Every so often, I see someone get irritated that “can I see that?” tends to mean “may I hold that while I look at it?” Given how common this is, and how natural it seems to me to want to hold something while I examine it, I wonder if there is an underlying reason behind it.
Seeing some of the pictures in a recent blog post by Google’s research team, I wonder if that reason may be related to how “quickly” we learn to recognise new objects — quickly in quotes, because we make “one observation” while a typical machine-learning system may need thousands of examples to learn from — what if we also need a lot of examples, but we don’t realise that we need them because we’re seeing them in a continuous sequence?
Human vision isn’t as straightforward as a video played back on a computer, but it’s not totally unreasonable to say we see things “more than once” when we hold them in our hands — and, crucially, if we hold them while we do so we get to see those things with additional information: the object’s distance and therefore size comes from proprioception (which tells us where our hand is), not just from binocular vision; we can rotate it and see it from multiple angles, or rotate ourselves and see how different angles of light changes its appearance; we can bring it closer to our eyes to see fine detail that we might have missed from greater distance; we can rub the surface to see if markings on the surface are permanent or temporary.
So, the hypothesis (conjecture?) is this: humans need to hold things to look at them properly, just to gather enough information to learn what it looks like in general rather than just from one point of view. Likewise, machine learning systems seem worse than they are for lack of capacity to create realistic alternative perspectives of the things they’ve been tasked with classifying.
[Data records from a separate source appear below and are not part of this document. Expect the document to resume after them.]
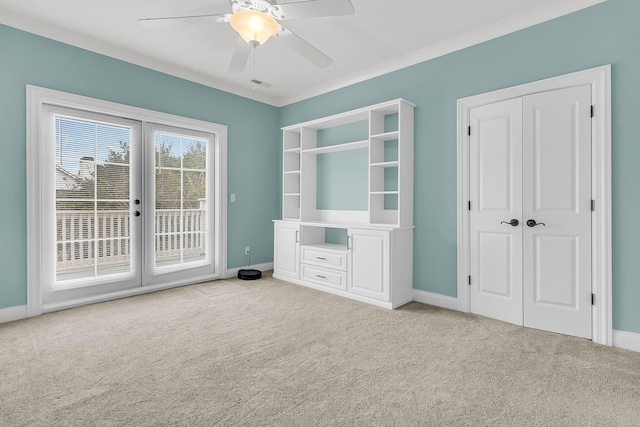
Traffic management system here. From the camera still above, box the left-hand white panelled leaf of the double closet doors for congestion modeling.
[470,98,522,325]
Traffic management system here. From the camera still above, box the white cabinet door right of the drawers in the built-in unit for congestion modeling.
[349,228,390,301]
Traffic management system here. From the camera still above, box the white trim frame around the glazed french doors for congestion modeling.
[26,85,227,317]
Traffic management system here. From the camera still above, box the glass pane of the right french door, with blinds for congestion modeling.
[154,131,208,267]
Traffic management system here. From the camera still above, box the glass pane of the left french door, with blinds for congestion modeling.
[54,115,133,284]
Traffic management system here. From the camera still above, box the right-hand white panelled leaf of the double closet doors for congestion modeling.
[524,86,591,338]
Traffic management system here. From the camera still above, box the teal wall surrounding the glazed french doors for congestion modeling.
[0,25,280,309]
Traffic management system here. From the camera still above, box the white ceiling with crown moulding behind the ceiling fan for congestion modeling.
[0,0,605,106]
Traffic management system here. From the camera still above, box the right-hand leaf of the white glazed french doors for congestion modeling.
[142,123,216,285]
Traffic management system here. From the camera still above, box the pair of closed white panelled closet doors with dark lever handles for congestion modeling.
[469,85,592,338]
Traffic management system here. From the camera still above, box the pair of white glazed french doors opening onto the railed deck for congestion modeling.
[40,101,221,309]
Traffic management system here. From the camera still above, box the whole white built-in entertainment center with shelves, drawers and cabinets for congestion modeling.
[273,99,415,308]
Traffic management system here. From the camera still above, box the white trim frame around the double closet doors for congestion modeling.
[457,65,613,346]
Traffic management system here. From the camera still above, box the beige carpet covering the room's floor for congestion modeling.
[0,277,640,427]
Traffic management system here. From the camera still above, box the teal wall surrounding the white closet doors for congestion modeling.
[280,0,640,333]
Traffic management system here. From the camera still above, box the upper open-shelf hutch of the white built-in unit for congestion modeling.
[282,99,415,227]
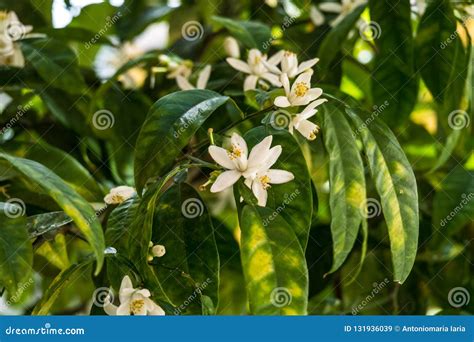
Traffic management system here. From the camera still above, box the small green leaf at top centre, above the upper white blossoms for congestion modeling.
[212,16,272,50]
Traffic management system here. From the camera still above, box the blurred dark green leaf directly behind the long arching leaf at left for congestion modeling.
[0,139,103,202]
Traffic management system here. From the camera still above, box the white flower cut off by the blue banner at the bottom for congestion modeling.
[104,276,165,316]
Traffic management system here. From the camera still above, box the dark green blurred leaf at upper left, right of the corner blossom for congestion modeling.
[21,38,86,94]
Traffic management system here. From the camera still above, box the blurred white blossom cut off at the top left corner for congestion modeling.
[0,11,33,68]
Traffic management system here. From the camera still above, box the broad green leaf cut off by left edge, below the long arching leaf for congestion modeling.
[0,208,33,296]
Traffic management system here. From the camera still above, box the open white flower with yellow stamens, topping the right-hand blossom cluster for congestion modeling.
[274,70,323,108]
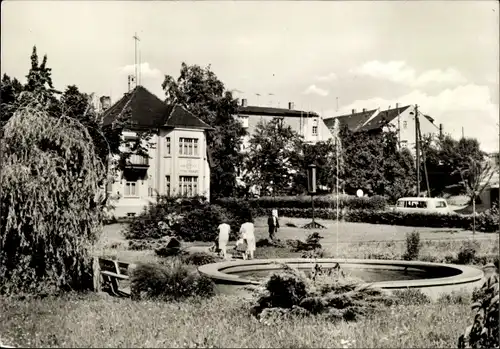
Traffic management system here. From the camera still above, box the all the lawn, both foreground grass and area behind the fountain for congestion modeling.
[0,218,498,348]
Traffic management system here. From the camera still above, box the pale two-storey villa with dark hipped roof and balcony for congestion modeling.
[103,86,212,217]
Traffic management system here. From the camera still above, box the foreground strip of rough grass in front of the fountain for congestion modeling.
[0,294,471,348]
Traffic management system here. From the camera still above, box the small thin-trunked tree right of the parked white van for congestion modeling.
[456,156,494,234]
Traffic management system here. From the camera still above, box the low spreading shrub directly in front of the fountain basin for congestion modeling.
[252,264,392,322]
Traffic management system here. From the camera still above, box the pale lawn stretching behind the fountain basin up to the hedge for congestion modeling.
[95,217,498,262]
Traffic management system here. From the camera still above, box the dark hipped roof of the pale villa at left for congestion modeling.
[103,86,212,130]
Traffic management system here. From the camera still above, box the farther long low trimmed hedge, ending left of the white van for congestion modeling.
[214,195,387,211]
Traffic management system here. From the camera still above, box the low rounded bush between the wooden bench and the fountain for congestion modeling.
[130,260,215,301]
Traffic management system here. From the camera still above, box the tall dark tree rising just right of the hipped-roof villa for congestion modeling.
[162,63,246,198]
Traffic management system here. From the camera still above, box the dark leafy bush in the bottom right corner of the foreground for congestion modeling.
[458,274,500,348]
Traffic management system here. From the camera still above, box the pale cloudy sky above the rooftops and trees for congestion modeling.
[1,0,499,151]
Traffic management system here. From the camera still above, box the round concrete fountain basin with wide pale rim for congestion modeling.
[198,258,484,299]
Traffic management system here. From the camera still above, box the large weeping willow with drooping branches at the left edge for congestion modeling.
[0,100,105,294]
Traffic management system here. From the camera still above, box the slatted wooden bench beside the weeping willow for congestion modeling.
[99,258,131,297]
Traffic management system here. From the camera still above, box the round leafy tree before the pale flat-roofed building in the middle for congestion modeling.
[245,119,303,194]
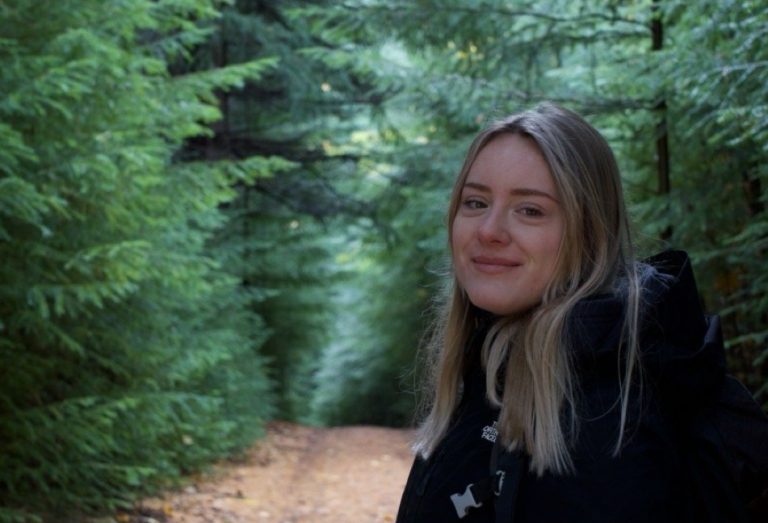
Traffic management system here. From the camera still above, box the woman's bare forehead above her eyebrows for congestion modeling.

Not sure how I’d test both parts of this idea. A combination of robot arm, camera, and machine learning system that manipulates an object it’s been asked to learn to recognise is the easy part; but when testing the reverse in humans, one would need to show them a collection of novel objects, half of which they can hold and the other half of which they can only observe in a way that actively prevents them from seeing multiple perspectives, and then test their relative abilities to recognise the objects in each category.